RDBMS Features vs Modern App Design
- Large subthread debates stored procedures, triggers, and database-enforced constraints.
- Critics say stored procedures are hard to source-control, debug, and scale, and split business logic awkwardly between app and DB.
- Defenders argue DB constraints and some procedural logic protect data integrity and are underused due to poor education and tooling.
- Foreign keys are seen by some as essential last-line defense; others report running high-scale systems (including financial) without FKs, relying on app tests and reconciliation.
- Broader disagreement on whether the database should be treated as core shared interface vs “implementation detail” hidden behind microservice APIs.
DuckDB over S3: Performance, Caching, and Formats
- DuckDB supports Parquet projection/filter pushdown and range reads from S3, especially effective with Hive-style partitioned paths.
- There is no built-in caching for S3 reads; some suggest using
fsspecfile caching when integrating via Python. - Latency and many small reads on S3 can be an issue; within AWS the monetary cost is deemed negligible, but queries on large datasets can still be slow.
- Parquet is described as the dominant open-source columnar format; ORC may be slightly better technically, but Parquet wins on ubiquity.
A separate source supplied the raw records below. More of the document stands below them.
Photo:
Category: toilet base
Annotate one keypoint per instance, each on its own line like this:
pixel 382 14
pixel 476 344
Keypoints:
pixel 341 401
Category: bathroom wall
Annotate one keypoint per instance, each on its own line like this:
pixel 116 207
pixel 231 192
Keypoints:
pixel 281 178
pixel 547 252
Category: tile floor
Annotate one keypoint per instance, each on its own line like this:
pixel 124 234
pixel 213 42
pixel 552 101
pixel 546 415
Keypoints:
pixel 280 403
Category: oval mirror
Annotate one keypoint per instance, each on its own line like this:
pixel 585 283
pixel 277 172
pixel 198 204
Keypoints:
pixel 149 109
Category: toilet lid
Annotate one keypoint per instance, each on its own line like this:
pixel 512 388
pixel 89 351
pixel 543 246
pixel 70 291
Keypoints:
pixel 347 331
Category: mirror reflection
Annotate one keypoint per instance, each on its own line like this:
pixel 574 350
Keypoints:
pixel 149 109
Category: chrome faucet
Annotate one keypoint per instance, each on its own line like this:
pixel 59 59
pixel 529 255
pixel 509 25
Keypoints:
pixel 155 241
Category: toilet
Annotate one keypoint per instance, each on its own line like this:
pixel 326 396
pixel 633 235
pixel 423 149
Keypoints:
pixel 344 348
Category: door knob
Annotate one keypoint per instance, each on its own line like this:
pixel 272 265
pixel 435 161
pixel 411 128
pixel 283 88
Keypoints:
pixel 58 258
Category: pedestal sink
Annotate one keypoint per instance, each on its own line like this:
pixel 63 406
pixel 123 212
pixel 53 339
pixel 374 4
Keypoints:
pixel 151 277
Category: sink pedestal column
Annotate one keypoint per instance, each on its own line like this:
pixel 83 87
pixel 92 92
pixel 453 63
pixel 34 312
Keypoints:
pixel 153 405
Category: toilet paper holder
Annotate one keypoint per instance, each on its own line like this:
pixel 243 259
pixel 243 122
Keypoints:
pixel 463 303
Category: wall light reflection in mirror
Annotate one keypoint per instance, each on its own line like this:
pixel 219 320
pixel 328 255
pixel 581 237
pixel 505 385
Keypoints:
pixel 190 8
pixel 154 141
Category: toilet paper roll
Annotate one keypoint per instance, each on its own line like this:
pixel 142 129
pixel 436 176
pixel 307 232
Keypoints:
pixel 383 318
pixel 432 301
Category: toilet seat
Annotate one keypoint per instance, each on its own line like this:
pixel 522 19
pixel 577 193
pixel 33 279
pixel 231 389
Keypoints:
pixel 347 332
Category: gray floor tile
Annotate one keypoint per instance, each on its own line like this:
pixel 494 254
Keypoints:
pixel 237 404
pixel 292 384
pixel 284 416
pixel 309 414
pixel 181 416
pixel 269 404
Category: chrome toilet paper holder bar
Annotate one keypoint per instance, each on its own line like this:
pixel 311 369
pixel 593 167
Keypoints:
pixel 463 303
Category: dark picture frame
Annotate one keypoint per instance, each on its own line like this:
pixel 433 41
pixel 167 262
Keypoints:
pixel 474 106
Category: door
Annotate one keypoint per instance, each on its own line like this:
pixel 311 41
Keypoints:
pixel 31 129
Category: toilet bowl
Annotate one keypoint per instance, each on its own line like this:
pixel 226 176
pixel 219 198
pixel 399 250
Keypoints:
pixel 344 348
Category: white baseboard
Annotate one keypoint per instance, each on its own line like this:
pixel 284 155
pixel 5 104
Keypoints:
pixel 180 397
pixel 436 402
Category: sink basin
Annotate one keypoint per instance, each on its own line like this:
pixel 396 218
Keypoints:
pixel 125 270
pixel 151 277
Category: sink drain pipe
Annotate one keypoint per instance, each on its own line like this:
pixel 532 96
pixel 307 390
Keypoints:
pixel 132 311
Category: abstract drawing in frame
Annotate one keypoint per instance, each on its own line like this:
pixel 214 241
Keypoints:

CarbonData is largely unknown in the thread.
Client-Side DuckDB/WASM Use Cases
- Multiple commenters describe loading Parquet from S3/R2 into DuckDB WASM in the browser to power interactive “sheets” or analytics dashboards.
- Benefits cited: one bulk, compressed transfer instead of many JSON API calls; local SQL for complex aggregations; predictable performance on “medium” datasets (~100k+ rows).
- Others argue that plain JavaScript arrays or Arrow/Parquet libraries can be sufficient; DuckDB is justified mainly when OLAP-style queries and statistics are needed.
Views, ETL, and Data Sharing
- Some view DuckDB views over S3 Parquet as a lightweight abstraction to share datasets: recipients attach a DuckDB file and always see the latest definition.
- Skeptics say you could just share an S3 URL and/or example SQL; maintaining intermediate views may belong with analysts, not app developers.
- Concerns about stacking views: harder debugging, silent breakage on source changes, and dependency management vs more explicit ETL stages.
- Others emphasize that this pattern is not meant to replace a warehouse or full pipeline, just to offer a novel, convenient sharing mechanism.
SQLite vs DuckDB for Sharing Data
- For small exports, some prefer SQLite due to universality and tooling.
- Others note DuckDB’s advantage for large analytical workloads (aggregations, window functions) despite SQLite’s simplicity.
File Format Stability and Catalog Ideas
- Earlier DuckDB versions caused compatibility issues when tools lagged behind the file format; stability is reported to be better from 0.10 onward.
- Some avoid the issue by storing only views over Parquet and recreating DB files as needed.
- There is interest in treating DuckDB itself as a catalog over S3 (snapshots, time travel); Iceberg integration is mentioned but not a full catalog solution yet.
Ecosystem and Tooling
- Mentions of managed/extended DuckDB services (e.g., serverless warehouses, ingestion Lambdas) and a desktop SQL IDE integrating DuckDB.
- DuckDB is compared to Trino/Presto conceptually but distinguished as in-process rather than cluster-based.